Welfare, assistance, or entitlement benefits that are so often the subject of rants are complained of from one side only. It is the recipient held to blame as irresponsible and non-productive. Why do we not hold employers and the job market responsible as well? Strangulation of wages and benefits drives the need for assistance and support. People on welfare don’t amass mounds of food stamps in bank accounts. Assistance flows, rather, directly to local businesses. Assistance is not something accumulated or marketed.

My friend from the right side of the street seemingly doesn’t wish or want to see the free ride conservatives expect as their due. They are for responsibility. They are loathe to be parted with any of their money for wasteful social programs, but they fully expect a healthy and functioning society to have everything they need when they need it. That is the free ride. The free riders will say they don’t want to pay for mandated health care, but somehow they expect those facilities, services, and people to be there trained and ready to go at a reasonable cost when they need them. Free riders want the low prices of stores that skirt minimum wage and benefit packages by passing off those “costs” to society, but free riders don’t want the consequences. They expect the free ride to be free, meaning someone else pays for their indulgence. The worst of the free ride set are self-centered with resentment that someone else might benefit, or benefit more than they do.

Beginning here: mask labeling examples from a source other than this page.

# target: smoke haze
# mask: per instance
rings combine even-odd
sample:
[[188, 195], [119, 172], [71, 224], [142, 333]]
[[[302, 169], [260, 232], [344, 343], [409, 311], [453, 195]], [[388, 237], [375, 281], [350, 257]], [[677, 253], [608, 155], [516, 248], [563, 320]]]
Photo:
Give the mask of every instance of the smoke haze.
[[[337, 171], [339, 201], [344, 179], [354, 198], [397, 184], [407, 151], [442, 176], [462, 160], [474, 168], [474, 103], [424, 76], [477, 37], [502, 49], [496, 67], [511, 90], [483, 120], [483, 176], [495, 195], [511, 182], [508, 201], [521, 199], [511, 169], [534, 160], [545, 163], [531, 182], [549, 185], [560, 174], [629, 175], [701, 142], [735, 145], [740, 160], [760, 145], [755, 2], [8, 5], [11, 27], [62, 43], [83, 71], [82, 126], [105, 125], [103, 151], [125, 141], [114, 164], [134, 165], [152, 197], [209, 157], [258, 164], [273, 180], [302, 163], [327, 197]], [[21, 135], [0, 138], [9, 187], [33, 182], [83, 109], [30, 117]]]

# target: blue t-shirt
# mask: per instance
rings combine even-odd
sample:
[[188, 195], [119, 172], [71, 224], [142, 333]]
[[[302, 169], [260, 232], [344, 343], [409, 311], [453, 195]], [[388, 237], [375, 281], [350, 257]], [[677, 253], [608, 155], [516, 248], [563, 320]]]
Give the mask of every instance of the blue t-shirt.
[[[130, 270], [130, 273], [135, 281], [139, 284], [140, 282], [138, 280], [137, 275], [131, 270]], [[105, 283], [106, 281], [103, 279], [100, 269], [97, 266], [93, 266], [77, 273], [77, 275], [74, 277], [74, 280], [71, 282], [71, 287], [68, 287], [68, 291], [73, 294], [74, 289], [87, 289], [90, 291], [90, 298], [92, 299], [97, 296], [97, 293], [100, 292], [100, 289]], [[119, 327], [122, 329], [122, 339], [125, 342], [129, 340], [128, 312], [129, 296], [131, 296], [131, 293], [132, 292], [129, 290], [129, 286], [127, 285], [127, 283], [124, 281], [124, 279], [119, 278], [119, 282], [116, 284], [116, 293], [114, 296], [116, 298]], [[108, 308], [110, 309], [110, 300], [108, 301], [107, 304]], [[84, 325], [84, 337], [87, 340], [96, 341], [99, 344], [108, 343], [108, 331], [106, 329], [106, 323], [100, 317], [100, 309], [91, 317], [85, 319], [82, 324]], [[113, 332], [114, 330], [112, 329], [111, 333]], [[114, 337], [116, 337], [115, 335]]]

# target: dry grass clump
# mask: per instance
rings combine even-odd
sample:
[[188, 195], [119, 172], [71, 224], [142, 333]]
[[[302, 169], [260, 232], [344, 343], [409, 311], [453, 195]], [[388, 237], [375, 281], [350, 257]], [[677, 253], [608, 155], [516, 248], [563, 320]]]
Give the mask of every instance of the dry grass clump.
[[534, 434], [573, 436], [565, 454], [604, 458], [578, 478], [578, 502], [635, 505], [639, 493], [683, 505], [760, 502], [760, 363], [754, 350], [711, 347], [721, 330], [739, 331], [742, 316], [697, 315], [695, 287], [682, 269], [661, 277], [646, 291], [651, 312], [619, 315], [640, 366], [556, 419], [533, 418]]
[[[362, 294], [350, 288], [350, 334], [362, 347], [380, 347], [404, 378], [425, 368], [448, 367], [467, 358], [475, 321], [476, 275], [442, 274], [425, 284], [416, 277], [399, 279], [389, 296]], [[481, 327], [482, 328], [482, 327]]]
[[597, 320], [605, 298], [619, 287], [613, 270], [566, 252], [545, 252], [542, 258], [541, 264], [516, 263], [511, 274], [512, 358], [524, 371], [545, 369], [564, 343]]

Surely, a percentage of social welfare is abused, but free lunch programs reviled by some are the result of employer and investor greed to be rid of responsibility for employees. The free lunch is the child of the free ride, with the riders denying their self-serving ways by pointing the finger elsewhere, when it is they who have brought this about by weakening social fabric, scoffing at collective bargaining, and abandoning their responsibilities left and right. Smug and dishonest, the free riders blame their victims for their sorry state. But don’t despair. This unholy wedding of free lunch and free ride has the same suicidal ending. Both sides hand over their wealth for Arab oil and goods of Asian manufacture, where life is a union-free paradise of free ride design.